Menurut Jasmine, melihat semua foto korbannya, memberikan kesenangan tersendiri untuknya. Jasmine tertawa sinis saat melihat sebuah foto ber-frame hitam, difoto itu terdapat seorang laki laki berumur 20 tahun, anak perempuan berumur 10 tahun dan sepasang suami isteri. Kedua ekspresi mereka sangat datar dan dingin, berbeda dengan remaja lelaki dan anak perempuan yang tersenyum lebar. Jasmine mengambil foto itu, ia mengelus foto si remaja laki-laki lalu kembali menaruhnya.

"Malang sekali," gumam Jasmine sinis, ia keluar dari ruangan itu dan berjalan menuju balkon. Kembali, lautan lepas dan aroma laut yang khas membuat Jasmine merasa tenang. Setidaknya saat ini ia bisa melepaskan rasa lelahnya setelah bertukar shift dengan Michelle, alter ego nya yang lain. Jasmine menarik napas dalam, lalu menghembuskannya pelan lewat mulut.

Ia memejamkan matanya, menikmati semilir angin yang menerpa wajahnya dan menggerakkan rambutnya dengan lembut. Sebuah memori kembali muncul dalam ingatan Jasmine, kepalanya berdenyut saat memori itu berubah.

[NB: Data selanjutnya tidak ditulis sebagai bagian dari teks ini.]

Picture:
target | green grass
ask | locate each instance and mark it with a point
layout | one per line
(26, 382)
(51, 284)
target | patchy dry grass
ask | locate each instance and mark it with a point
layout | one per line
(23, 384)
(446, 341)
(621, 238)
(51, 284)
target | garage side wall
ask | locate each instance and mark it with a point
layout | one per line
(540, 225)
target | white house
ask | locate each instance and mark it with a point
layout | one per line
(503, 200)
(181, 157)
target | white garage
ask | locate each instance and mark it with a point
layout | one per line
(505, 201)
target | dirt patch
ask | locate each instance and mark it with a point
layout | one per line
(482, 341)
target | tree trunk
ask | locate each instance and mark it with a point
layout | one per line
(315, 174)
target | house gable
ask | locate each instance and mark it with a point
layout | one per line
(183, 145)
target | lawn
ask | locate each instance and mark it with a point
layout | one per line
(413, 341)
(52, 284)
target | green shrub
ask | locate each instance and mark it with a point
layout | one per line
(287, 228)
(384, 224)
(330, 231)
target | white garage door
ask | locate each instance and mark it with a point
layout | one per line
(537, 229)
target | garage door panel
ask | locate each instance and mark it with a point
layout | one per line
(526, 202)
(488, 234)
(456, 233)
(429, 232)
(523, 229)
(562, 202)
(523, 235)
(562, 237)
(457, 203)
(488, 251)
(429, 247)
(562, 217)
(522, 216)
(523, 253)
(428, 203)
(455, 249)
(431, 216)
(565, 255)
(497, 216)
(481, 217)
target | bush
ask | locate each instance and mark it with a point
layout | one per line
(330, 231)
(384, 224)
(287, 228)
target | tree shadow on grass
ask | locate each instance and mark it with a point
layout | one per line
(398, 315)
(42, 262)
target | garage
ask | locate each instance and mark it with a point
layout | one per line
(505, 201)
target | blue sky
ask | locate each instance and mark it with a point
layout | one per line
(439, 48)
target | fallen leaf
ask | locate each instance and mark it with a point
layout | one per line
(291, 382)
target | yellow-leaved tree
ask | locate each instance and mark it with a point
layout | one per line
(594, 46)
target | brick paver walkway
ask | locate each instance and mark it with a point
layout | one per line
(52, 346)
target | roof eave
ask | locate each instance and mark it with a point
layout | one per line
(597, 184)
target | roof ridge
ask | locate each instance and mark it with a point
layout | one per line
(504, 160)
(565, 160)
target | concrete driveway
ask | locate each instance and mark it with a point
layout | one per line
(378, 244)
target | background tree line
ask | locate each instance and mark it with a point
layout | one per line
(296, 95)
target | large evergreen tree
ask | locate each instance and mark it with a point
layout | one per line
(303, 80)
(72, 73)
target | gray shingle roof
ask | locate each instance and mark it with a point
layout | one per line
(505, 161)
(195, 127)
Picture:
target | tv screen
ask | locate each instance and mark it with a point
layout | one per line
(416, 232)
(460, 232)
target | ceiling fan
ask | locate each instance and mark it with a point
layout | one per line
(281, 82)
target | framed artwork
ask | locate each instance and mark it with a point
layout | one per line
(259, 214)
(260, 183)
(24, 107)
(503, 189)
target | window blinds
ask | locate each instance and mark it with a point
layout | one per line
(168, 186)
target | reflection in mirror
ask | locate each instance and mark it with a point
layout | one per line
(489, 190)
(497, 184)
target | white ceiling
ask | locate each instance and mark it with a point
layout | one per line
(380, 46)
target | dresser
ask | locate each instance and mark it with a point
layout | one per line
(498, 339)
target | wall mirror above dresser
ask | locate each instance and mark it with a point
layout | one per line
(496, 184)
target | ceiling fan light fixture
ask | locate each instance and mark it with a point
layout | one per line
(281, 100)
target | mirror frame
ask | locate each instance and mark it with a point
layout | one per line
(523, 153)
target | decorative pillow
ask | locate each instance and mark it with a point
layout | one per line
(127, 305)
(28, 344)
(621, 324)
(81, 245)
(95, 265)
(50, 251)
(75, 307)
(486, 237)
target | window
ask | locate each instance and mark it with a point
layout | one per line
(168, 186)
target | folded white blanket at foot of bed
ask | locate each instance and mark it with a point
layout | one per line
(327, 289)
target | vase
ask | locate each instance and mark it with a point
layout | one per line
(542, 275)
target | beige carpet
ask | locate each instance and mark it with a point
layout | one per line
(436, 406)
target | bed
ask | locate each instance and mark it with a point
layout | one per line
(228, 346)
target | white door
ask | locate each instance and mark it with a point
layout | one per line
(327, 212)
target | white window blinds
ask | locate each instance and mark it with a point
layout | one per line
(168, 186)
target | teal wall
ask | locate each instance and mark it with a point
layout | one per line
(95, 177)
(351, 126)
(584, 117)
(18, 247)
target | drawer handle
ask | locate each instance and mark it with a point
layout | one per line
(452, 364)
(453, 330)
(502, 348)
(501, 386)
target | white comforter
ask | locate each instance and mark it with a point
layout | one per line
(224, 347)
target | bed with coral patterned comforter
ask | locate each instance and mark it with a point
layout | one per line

"Tidak kakak! Jangan lagi! Es krim ku tinggal setengah, dan aku baru memakannya sedikit. Jika kau terus-terusan menyendok es krim ku, maka aku tak akan kebagian!"

"Ayolaahh Jasmine, kali ini saja. Jangan bilang apapun pada mom and dad, aku baru saja selesai kerja kelompok di rumah Jeremy."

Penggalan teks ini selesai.